Doch nicht nur die Familien Pâestumai und Chesaî'ret hatten Opfer zu beklagen, auch die Tem´kat verloren an diesem Tag viele Brüder und Schwestern. Doch schlimmer noch war, daß dieses Ereignis die Familie teilte. Die einen die dem Schrei nach Rache und Gerechtigkeit folgten und an der Seite von Boronfried kämpften, standen ihren Verwandten gegenüber, die treu zu Kirche und Nisut geblieben sind.
Unter den Sternen dieser Ereignisse wurde Liam in ärmlichen Verhältnissen am 30. Boron 1 v. S.G. in der Corvikanerburg Momento Mori, als Sohn eines Priesterin und eines Ordenskriegers geboren. Auffällig war, daß an der rechten Schläfe eine Rabenfeder gewachsen ist, die auch fest im kleinen Köpfchen des Jungen steckte und wahrscheinlich ein Teil des Körpers, des Jungen war. Sofort wurde der Junge zum Imát gebracht, der ihn in seine Arme nahm und mit ihm in das Allerheiligsten ging, um dort den Götterfürsten zu befragen. Nie sprach er mit jemanden, was ihm dort zuteil wurde, aber der Junge wuchs mit seinen Eltern in der Ordensfestung auf. Als seine Mutter eines Tages zu einem Kranken gerufen wurde und niemanden fand, der sich um das Kind kümmerte, ließ sie ihn in einem schattigen Plätzchen auf dem Hof zurück, um ihrer Pflicht nach zu kommen. Doch ihre Pflichten nahmen sie länger in Anspruch, als sie gedacht hatte und als sie dann endlich jemanden fand, der sich um das Kind kümmern konnte, waren schon einige Stunden vergangen. Als der junge Ordensbruder zu der besagten Stelle kam, war das Kind aber nicht alleine. Ein Rabe saß auf seiner Wiege und bewachte den ruhigen Schlaf des Kindes. Niemand, der an diesem Tag auf dem Hof unterwegs war konnte sich erinnern, das Kind gehört oder gesehen zu haben, nur das sanfte Krächzen eines Raben war mehrmals zu hören gewesen.

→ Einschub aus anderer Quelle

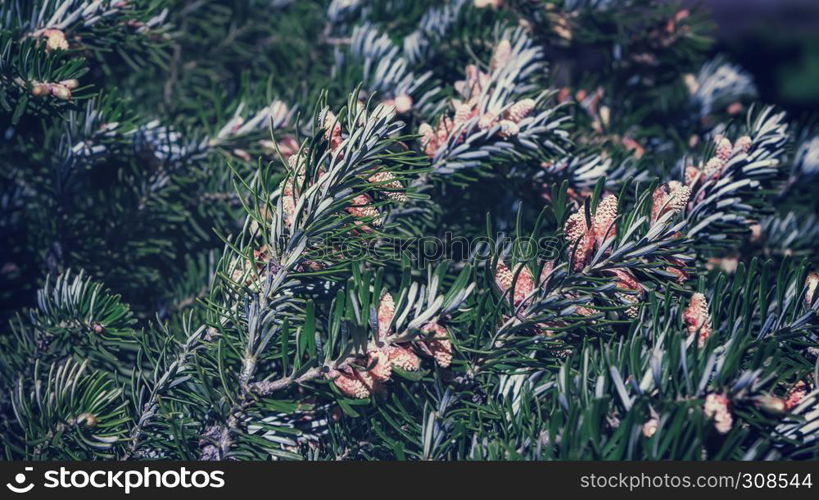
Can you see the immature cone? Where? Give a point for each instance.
(795, 395)
(627, 281)
(669, 198)
(381, 366)
(40, 89)
(439, 346)
(332, 130)
(60, 91)
(386, 310)
(713, 167)
(742, 145)
(508, 128)
(577, 233)
(697, 319)
(388, 181)
(404, 358)
(520, 110)
(429, 140)
(724, 149)
(524, 285)
(403, 103)
(811, 282)
(356, 384)
(650, 427)
(361, 207)
(70, 84)
(716, 407)
(501, 54)
(586, 238)
(55, 40)
(89, 419)
(603, 221)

Mit sehr jungen Jahren begann er dann sein Noviziat auf der Momento Mori und erwies sich als wissensdurstiger und gelehriger Schüler, seine offenherzige Art und sein stets freundlich lächelndes Gesicht brachten ihm viele Sympathien ein. Schon nach kurzer Zeit konnte er viele der Schriften und Lieder des Klosters aus dem Gedächtnis heraus zitieren und diskutierte oft mit den Geweihten. In diese Zeit fiel auch die Reunion der Staatskirche mit den Corvikanern. Ihm wäre wahrscheinlich eine große Zukunft innerhalb des Klosters oder der Kirche möglich gewesen, aber er entschied sich dazu nach dem Noviziat und der Weihe Kemi zu bereisen, um in den einzelnen Tempeln zu predigen oder zu helfen. Die Unterweisung in den Geheimnissen seiner Familie nahm er, wie alle Tem'kat'nafe'phi bei dem derzeitigen Familienoberhaupt Sah Alri'chnep Tem'k'at'nafe'phi war.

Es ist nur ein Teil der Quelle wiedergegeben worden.